I’m generally very supportive of the principles of Plan S. I know that some have found them to be radical and the implementation is over a short time. However, I think that the academic and publishing community has had a chance to consider these matters for a long time and now is the time to act.”
You are passionate about gender equality in science and you actively encourage young women to put themselves forward for senior positions. What positive steps do you think have been made in this area?
“Things are a lot better, but diversity in academic leadership still has a long way to go. Earlier I referred to lack of confidence among young women, early in their research and academic careers. There are very many talented individuals, who don’t believe that they can “make it” with an academic career. While role models are important, practical issues may also be a deterrent. For example, many people are trying to make the transition to independence, with all of the requirements to publish well and obtain grant income, when they are in their 30s and starting a family, with all of the joys and stresses which that provides. Often all that is needed is a facilitatory environment, the right sort of encouragement and, of course, a supportive family.

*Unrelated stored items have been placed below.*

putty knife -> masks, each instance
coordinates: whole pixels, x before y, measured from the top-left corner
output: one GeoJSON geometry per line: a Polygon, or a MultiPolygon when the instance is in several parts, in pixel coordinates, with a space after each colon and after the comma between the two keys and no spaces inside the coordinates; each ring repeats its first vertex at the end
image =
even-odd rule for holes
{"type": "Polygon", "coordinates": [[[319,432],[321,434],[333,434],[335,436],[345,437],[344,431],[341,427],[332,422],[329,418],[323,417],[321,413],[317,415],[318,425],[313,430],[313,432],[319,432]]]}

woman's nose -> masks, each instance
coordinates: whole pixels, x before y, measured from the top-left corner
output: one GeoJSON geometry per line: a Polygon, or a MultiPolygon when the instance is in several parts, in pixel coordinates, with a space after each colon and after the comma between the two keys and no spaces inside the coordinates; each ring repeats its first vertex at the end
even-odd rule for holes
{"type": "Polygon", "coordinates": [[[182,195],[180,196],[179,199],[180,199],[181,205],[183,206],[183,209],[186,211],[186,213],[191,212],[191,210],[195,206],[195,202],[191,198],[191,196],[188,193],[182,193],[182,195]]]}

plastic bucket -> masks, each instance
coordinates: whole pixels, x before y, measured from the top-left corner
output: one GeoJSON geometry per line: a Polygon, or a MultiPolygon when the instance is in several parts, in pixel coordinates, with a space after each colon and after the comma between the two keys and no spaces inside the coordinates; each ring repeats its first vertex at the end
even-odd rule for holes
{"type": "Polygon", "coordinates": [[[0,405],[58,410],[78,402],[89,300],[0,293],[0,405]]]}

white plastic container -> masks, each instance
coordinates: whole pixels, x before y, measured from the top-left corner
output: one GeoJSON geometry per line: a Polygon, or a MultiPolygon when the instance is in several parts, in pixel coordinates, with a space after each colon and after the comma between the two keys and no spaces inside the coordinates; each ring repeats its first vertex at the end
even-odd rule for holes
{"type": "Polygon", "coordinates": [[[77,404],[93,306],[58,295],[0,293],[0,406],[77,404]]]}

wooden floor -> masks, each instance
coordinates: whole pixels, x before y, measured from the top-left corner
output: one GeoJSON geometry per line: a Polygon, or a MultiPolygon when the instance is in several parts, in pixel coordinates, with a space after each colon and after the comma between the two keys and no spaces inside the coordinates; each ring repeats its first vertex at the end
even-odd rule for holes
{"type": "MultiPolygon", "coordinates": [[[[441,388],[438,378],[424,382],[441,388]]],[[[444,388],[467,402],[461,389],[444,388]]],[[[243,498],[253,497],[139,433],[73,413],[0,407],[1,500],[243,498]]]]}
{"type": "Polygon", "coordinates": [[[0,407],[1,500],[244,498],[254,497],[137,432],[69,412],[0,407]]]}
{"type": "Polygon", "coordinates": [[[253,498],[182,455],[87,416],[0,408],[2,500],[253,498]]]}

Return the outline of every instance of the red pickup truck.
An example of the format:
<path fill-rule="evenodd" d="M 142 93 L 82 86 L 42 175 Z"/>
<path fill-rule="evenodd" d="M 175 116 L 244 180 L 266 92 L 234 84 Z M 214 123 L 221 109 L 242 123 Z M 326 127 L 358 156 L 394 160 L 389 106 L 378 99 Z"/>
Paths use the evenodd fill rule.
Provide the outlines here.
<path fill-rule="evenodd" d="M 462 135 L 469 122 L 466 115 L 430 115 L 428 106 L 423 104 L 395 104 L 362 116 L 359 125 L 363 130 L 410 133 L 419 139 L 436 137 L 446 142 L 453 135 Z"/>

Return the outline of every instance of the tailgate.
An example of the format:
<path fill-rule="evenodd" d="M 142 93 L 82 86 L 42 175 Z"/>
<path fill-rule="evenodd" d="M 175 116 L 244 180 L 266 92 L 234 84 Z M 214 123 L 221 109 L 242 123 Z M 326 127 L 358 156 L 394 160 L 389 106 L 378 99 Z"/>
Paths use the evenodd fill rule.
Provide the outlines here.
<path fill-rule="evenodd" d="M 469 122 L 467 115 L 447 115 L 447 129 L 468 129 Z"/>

There is very good evidence that when women apply for fellowships, are nominated for Academy Fellowships, etc., they are at least as successful as men, the problem is that they don’t apply.
So, I have been involved in many initiatives to encourage and support women to apply for these positions and these have led to notable successes. For example, there are now many more female Fellows of the Academy of Medical Sciences than was the case 5-10 years ago.”